The special counsel inexplicably failed to mention this.
The Intercept reports:
THE REDACTED VERSION of special counsel Robert Mueller’s report contained quite a bit of information about the perfidy of the Trump White House, the lack of evidence on collusion, and the limits of testimony to support a criminal charge of obstruction. But what’s most interesting is what the report did not say.
The most glaring omission concerns Felix Sater. The report describes Sater as a “New York-based real estate advisor,” which is technically accurate — but a bit like calling O.J. Simpson a “California-based football player.”
The report fails to mention a few things that would appear to be relevant information to Justice Department officials. For one, Sater was a criminal cooperator, confidential source, and intelligence asset working for a variety of federal agencies over two decades — leaving aside his felony convictions for assault and racketeering. The silence on these facts is colored by the peculiar, decadeslong relationship between Sater and members of Mueller’s staff. Sater’s 1998 criminal cooperation agreement was signed by a senior member of Mueller’s team, Andrew Weissman, then a prosecutor in Brooklyn’s U.S. Attorney’s Office. The apparent remarkable coincidence that a central figure within this report would have a substantive history with some of its investigators and authors goes unremarked on. A footnote indicates that Sater spoke under a proffer in a redacted grand jury matter.

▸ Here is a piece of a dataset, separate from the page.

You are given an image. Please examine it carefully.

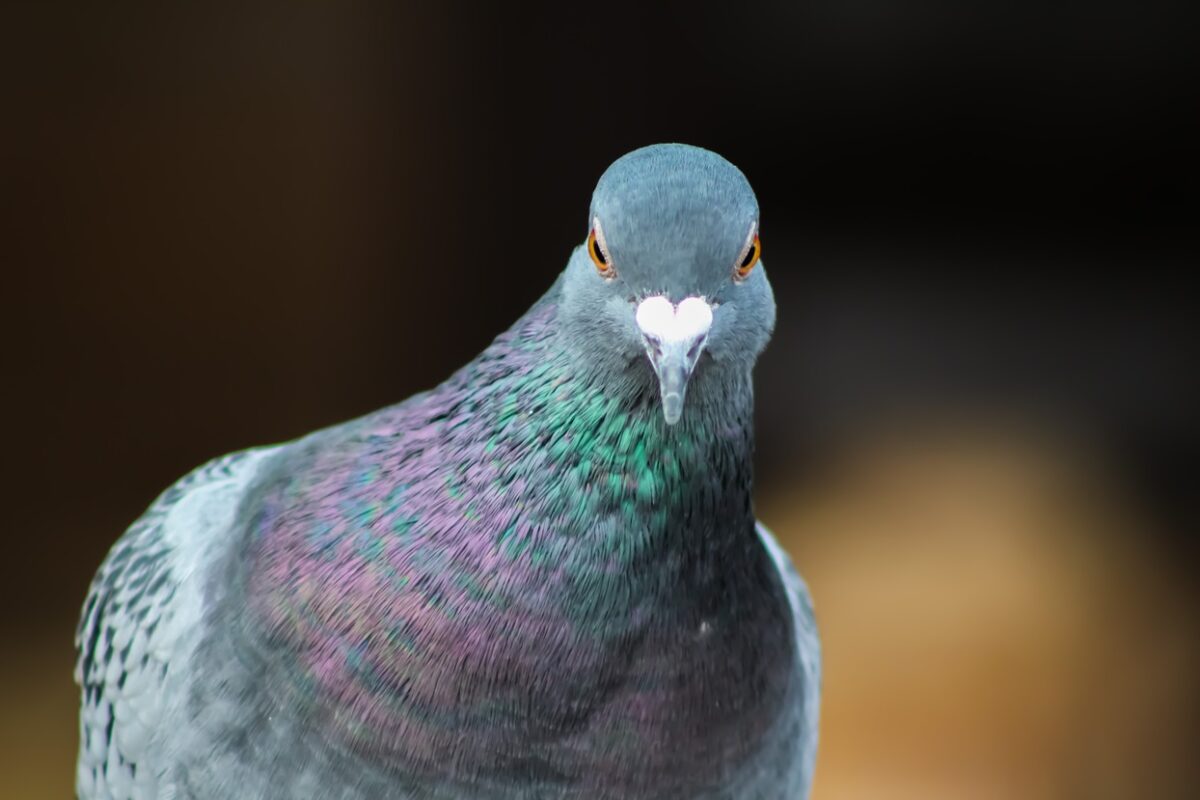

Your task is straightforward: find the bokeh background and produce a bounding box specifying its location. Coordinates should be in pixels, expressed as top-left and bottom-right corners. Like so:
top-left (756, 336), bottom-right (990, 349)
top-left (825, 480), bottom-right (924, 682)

top-left (2, 1), bottom-right (1196, 797)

In a previous interview with The Intercept, Sater said that he never mixed his roles as a government asset and a real estate executive working with Trump.
Since working for Trump, Sater has been photographed with former president Bill Clinton and far-left reporters like MSNBC's Rachel Maddow.

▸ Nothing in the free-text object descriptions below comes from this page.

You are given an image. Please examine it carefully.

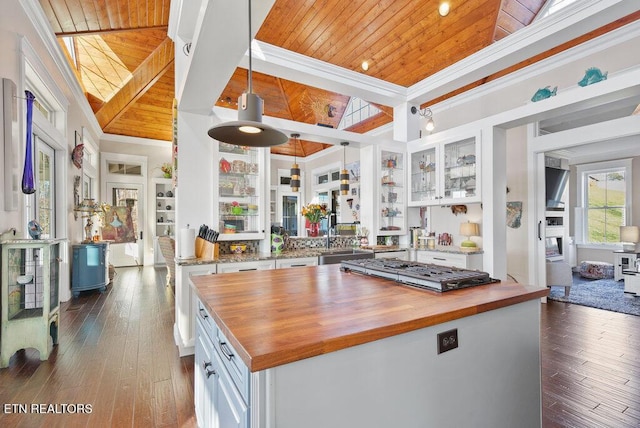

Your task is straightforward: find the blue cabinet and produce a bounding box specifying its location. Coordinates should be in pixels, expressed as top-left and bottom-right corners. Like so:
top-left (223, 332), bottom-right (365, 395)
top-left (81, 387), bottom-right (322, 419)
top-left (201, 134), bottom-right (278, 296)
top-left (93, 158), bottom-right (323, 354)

top-left (71, 242), bottom-right (109, 298)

The "businessman's" connections to the Clintons stretch back 20 years!
After pleading guilty to racketeering in a scheme with the notorious Russian mafia Sater agreed to become an informant for the U.S. government, sealing his case file.
The man who signed Sater's cooperation agreement was none other than Andrew Weissmann, who later joined the special counsel's team.
The U.S. attorney overseeing the entire case was Loretta Lynch – who most recently served as Barack Obama's attorney general.
The Mueller report disclosed none of those details.